エイジングについて

 私がアンティークではない工業製品に対して初めて「エイジング」の意義を感じたのは、フランク・ミュラーの「カサブランカ」という腕時計でした。通常の工業製品は、経年変化してしまうこと自体をディフェンスするのが当然だといえるでしょう。しかし、このカサブランカというモデルは、オーナーが腕時計と共に過ごした時間経過を実感するためというコンセプトのもと、なんと陽の光によって文字盤の塗料があえて色褪せてくる仕様になっているのです。

 フランク・ミュラーのこの設計思想に対する評価は、愛着を持つものにエイジング感を望むのか否かという好みの問題に帰結するのかもしれませんが、そのコンセプトはアンティークに魅力を感じる意識に根ざしているのでしょう。実際には、経年変化の仕方自体も重要ですが、アンティーク製品におけるエイジング感は不可欠だといえるでしょう。実用品であるか否かは別として、何十年あるいは何百年経っても全く変化しない方が、むしろ不自然だといえます。

エイジング感

 ブロンズ自体のエイジングと、ペイントにおけるエイジングの双方が存在するヴィエナ・ブロンズを見ていると、このエイジング感というものを理解しやすいかもしれません。特にペイントのエイジング感は、人工的に創り出すことが非常に難しく、時として完全にペイントが剥げ落ちたものに後塗りを施したものや、現代物に手を加えてアンティークに見せかけたものも存在するのですが、これらは経験値によってほとんどが判別可能といえます。
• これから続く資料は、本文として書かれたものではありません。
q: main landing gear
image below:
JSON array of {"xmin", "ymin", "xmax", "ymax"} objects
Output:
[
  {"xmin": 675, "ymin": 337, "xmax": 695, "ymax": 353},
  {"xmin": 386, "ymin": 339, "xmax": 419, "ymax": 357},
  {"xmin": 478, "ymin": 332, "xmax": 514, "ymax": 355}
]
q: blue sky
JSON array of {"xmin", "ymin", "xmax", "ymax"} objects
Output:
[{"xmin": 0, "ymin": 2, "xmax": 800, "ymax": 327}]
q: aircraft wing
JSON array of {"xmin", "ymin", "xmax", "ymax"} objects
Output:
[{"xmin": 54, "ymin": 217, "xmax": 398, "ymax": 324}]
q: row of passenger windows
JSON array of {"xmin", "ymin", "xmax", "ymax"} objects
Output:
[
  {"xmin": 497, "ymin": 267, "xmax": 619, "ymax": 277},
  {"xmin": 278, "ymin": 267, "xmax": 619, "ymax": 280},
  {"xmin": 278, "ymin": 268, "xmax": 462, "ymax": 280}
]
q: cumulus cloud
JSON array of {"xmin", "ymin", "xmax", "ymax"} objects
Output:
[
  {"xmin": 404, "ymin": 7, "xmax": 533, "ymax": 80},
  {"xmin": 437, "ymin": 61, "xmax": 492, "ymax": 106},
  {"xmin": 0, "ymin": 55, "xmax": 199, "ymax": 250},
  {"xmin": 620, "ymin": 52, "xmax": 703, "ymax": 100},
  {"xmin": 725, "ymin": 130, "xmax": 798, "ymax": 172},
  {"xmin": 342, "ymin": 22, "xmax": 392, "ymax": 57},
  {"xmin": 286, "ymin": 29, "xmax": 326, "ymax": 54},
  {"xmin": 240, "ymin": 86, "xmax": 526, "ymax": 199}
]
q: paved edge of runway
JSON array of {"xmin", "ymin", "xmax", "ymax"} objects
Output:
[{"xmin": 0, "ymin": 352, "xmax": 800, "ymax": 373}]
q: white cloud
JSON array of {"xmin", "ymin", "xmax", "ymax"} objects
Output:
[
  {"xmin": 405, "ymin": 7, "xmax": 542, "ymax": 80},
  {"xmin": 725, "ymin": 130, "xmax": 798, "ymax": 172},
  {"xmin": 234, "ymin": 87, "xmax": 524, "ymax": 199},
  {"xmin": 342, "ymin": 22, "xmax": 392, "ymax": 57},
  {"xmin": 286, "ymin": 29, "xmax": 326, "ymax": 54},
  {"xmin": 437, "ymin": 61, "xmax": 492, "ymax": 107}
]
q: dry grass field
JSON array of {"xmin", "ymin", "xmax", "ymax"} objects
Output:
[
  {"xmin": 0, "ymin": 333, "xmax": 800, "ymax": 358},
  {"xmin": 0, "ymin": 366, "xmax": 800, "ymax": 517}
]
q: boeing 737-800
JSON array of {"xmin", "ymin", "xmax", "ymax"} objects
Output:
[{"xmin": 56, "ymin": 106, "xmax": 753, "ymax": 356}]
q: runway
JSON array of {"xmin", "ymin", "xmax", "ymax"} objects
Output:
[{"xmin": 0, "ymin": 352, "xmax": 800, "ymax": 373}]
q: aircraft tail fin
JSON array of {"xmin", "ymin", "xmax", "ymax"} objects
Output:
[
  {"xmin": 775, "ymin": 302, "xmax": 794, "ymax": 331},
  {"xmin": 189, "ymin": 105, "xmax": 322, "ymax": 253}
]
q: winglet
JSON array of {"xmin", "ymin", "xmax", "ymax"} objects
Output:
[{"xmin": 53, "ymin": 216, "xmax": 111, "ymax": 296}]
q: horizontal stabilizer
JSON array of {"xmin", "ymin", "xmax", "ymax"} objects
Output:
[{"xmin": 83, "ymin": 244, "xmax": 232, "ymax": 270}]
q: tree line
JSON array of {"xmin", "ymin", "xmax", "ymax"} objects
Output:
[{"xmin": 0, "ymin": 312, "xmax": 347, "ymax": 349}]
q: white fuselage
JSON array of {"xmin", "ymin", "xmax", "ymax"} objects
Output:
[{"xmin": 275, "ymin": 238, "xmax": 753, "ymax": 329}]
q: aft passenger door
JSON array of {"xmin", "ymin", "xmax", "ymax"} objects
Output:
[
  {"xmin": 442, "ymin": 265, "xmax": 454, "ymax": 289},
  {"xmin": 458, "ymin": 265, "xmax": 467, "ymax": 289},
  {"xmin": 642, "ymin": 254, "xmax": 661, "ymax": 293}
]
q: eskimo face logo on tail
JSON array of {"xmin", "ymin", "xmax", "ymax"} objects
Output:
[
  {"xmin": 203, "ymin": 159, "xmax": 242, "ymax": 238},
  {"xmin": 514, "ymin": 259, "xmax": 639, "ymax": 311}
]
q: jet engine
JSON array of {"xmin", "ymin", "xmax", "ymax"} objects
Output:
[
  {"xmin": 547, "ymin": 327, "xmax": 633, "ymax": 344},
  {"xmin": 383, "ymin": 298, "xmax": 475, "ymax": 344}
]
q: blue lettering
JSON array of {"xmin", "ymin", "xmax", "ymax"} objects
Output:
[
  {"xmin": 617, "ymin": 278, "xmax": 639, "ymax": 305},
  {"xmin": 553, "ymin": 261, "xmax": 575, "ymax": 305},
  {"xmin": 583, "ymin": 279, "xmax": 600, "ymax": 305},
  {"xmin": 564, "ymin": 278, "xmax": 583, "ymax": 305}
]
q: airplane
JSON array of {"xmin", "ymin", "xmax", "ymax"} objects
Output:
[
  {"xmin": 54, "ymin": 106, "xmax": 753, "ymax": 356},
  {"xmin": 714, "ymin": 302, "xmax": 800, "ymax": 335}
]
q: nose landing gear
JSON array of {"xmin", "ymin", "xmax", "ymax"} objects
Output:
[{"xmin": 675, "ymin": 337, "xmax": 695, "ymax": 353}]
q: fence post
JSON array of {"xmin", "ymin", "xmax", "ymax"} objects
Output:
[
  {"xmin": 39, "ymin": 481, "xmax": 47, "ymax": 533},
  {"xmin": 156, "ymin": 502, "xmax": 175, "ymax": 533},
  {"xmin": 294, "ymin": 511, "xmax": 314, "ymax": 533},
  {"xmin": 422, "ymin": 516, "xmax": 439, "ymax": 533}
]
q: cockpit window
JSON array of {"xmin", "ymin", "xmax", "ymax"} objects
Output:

ただし、100年前の製品に対して、50年も前に相応の技術を持って後塗りされたものは、さすがにわからないかも知れません。しかし、それはパーフェクトな修復技術として評価されるべきものでしょう。

エイジング感

 多くのヴィエナ・ブロンズを見ていると、長い年月によって付着したホコリが、もはや製品の溝と一体となり、いい意味で光沢感を失わせ「くすんだ」イメージのエイジング感を醸すことがあります。この長年蓄積されたホコリは、不思議なことに洗剤をつけてブラシで擦っても落ちないほど完全付着していることがあります。

 また、この「くすんだ」エイジング感とは逆に、微妙な「光沢感」を持つものも存在します。これは、たぶんそれへの愛着からでしょうが、人の手で頻繁に触れられたことによって、そうなったものだと考えられます。このあたりも、芸術品や美術品というよりも、日常品に近いものとして扱われてきたヴィエナ・ブロンズ固有のものといえるでしょう。

 この微妙な「光沢感」と、溝に完全付着したホコリ成分による「くすんだ」印象の双方が相まった場合には、時間経過のみが創り出す唯一無二のエイジング感が、さらなる存在感をアンティークのヴィエナ・ブロンズに与えているかのように感じることがあります。